Нехорошо застучало в висках, и я снова полез за коробочкой. «Да нет, это просто вранье», — откуда-то из глубин перепуганного тела еще пытался пробиться робкий глас здравомыслия. «В вашу первую встречу, в машине, ты тоже думал, что все — вранье», — глушил его глас эмоций.
— Ты спроси у него, — вдруг произнес Лысый, будто ловя мои разбегающиеся мысли. — Спроси про Озерный Край. Теперь понимаешь, что у этого холста чуть больше прав, чем тебе казалось?
И он уже совершенно спокойно разглядывал мою перекошенную физиономию.
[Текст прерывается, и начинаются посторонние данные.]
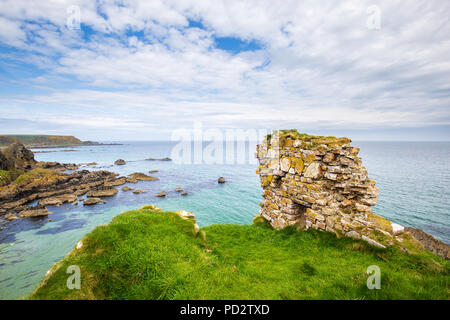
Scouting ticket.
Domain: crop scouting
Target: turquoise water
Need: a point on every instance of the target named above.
(414, 182)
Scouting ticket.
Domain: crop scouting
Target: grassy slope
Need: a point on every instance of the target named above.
(149, 255)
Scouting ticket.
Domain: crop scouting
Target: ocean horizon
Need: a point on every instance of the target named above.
(413, 180)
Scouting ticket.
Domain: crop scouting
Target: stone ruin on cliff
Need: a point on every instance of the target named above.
(320, 182)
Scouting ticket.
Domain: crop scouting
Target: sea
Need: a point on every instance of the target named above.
(413, 179)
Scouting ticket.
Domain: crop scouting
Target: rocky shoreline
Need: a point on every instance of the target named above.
(48, 184)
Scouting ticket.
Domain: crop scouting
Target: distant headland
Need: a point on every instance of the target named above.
(46, 141)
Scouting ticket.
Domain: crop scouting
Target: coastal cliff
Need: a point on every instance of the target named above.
(39, 140)
(319, 182)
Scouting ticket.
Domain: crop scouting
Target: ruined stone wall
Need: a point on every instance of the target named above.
(319, 182)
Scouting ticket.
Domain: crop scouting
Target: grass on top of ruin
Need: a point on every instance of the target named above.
(144, 254)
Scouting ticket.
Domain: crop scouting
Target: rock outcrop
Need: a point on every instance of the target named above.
(16, 156)
(320, 182)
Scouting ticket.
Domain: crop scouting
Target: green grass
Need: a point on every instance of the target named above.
(148, 255)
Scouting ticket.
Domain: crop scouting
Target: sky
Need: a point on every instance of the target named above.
(139, 70)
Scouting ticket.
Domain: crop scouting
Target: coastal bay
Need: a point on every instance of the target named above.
(25, 254)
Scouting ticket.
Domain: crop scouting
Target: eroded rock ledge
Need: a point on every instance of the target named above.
(320, 182)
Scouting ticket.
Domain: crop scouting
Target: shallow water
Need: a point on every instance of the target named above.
(413, 177)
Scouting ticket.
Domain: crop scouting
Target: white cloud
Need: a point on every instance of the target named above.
(319, 65)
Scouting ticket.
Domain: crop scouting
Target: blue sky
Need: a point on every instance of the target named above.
(138, 70)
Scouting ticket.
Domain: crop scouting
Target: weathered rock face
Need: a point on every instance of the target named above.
(16, 156)
(319, 182)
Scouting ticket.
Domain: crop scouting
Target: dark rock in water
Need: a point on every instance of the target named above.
(132, 180)
(430, 243)
(34, 212)
(156, 159)
(10, 217)
(117, 182)
(102, 193)
(142, 176)
(16, 156)
(58, 200)
(92, 201)
(57, 166)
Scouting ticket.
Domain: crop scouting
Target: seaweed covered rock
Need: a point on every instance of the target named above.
(16, 156)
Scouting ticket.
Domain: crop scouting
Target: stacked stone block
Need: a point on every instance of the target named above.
(319, 182)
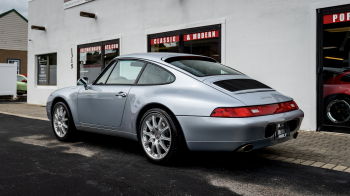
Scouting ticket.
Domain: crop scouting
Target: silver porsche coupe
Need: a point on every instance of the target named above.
(171, 102)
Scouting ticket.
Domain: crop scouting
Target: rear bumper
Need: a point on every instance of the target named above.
(228, 134)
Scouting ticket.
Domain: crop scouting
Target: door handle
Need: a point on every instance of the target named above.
(121, 94)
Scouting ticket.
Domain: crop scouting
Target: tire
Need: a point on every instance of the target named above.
(62, 122)
(161, 143)
(338, 110)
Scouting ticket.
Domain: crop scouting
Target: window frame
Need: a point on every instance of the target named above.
(102, 44)
(183, 32)
(18, 66)
(136, 82)
(47, 70)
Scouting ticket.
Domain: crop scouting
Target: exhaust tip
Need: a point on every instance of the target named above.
(245, 148)
(295, 135)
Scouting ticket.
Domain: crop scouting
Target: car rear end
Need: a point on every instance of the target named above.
(267, 117)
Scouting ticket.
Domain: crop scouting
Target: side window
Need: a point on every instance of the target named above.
(155, 75)
(104, 77)
(125, 72)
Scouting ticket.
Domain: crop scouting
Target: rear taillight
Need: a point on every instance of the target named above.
(252, 111)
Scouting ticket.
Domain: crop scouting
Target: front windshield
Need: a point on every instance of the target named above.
(203, 67)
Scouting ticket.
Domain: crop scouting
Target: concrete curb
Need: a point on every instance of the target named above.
(25, 116)
(306, 162)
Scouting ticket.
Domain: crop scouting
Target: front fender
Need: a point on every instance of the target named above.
(69, 95)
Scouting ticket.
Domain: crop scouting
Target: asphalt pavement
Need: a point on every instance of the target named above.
(34, 162)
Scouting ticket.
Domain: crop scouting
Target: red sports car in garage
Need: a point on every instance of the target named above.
(336, 94)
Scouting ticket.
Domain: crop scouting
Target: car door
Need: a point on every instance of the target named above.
(102, 104)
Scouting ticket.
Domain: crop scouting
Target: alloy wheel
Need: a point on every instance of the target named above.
(338, 111)
(156, 136)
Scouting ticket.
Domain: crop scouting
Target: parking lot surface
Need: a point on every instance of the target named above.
(33, 162)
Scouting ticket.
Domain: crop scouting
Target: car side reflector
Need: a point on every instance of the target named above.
(252, 111)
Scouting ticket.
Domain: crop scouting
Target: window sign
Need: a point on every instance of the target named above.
(47, 69)
(335, 18)
(163, 40)
(93, 58)
(90, 61)
(42, 69)
(201, 41)
(201, 35)
(165, 44)
(111, 51)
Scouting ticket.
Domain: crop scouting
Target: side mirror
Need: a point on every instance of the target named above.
(83, 81)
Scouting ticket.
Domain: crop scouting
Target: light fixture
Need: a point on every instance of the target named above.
(88, 15)
(38, 28)
(333, 58)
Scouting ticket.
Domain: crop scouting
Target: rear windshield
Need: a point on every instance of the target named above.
(202, 66)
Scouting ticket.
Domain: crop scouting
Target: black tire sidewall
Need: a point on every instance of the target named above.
(175, 137)
(340, 97)
(70, 123)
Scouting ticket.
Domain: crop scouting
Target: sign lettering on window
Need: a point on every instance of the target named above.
(90, 49)
(163, 40)
(335, 18)
(111, 46)
(201, 35)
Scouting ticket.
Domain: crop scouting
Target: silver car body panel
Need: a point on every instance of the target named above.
(191, 99)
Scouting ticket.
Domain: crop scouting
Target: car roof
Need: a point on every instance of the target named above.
(157, 56)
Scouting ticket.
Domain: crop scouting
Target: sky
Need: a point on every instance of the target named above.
(20, 6)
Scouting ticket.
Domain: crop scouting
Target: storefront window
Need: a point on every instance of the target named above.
(47, 69)
(90, 61)
(94, 57)
(165, 44)
(336, 69)
(201, 41)
(111, 51)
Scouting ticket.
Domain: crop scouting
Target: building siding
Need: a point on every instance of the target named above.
(13, 32)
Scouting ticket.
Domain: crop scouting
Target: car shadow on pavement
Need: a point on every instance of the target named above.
(231, 169)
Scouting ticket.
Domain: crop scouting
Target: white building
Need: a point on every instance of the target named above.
(284, 44)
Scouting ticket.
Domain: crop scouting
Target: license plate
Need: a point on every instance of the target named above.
(281, 131)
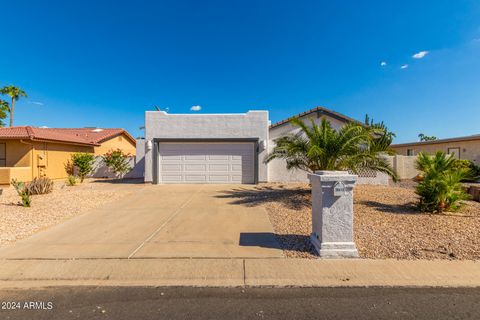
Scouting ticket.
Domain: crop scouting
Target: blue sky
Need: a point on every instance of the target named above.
(95, 63)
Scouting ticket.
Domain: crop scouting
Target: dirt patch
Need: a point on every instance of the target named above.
(386, 223)
(48, 210)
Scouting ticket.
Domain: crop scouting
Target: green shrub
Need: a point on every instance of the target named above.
(22, 191)
(41, 185)
(117, 162)
(71, 181)
(83, 162)
(469, 166)
(69, 168)
(441, 189)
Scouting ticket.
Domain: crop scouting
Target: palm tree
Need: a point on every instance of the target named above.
(4, 110)
(320, 147)
(14, 93)
(441, 188)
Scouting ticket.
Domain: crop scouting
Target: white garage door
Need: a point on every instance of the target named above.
(207, 162)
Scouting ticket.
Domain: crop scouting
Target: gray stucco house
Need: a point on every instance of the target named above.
(219, 148)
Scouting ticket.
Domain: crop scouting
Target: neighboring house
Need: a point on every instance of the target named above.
(220, 148)
(461, 147)
(29, 152)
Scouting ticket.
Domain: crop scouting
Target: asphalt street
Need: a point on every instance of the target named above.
(240, 303)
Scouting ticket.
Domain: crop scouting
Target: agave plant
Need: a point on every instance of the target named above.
(320, 147)
(441, 189)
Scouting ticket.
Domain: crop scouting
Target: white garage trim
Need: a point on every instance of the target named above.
(206, 161)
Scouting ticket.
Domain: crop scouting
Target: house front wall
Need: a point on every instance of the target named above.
(17, 154)
(469, 150)
(195, 127)
(121, 142)
(277, 168)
Что тут скажешь? Повез, повез я картину. Не то чтобы с радостью и повизгиванием, но повез. И не столько потому, что Лысый отказался от каких бы то ни было опытов, сколько из-за реакции Валентиныча. Уж слишком она была «политической». Я ему: а точно ли ты из Новошахтинска, и, мол, гораздо ближе есть некий поселок, где много твоих поклонников… А он будто вообще не слышит вопроса. Я повторяю, а он — снова глухого изображает. Не припомню, чтобы он с друзьями в таком духе общался! Вот и стал холст Лысого, как вторая «запаска», верным пассажиром моего багажника. Конечно, в те немногие посещения дачи Валентиныча, которые мне удавалось подстроить, ничего выгореть не могло. Надуть Лысого тоже не получилось бы: в доказательство подмены он требовал картину мэтра. И тогда я навязался Валентинычу в помощники при перевозе работ на вернисаж. Он удивился моей услужливости, но не более.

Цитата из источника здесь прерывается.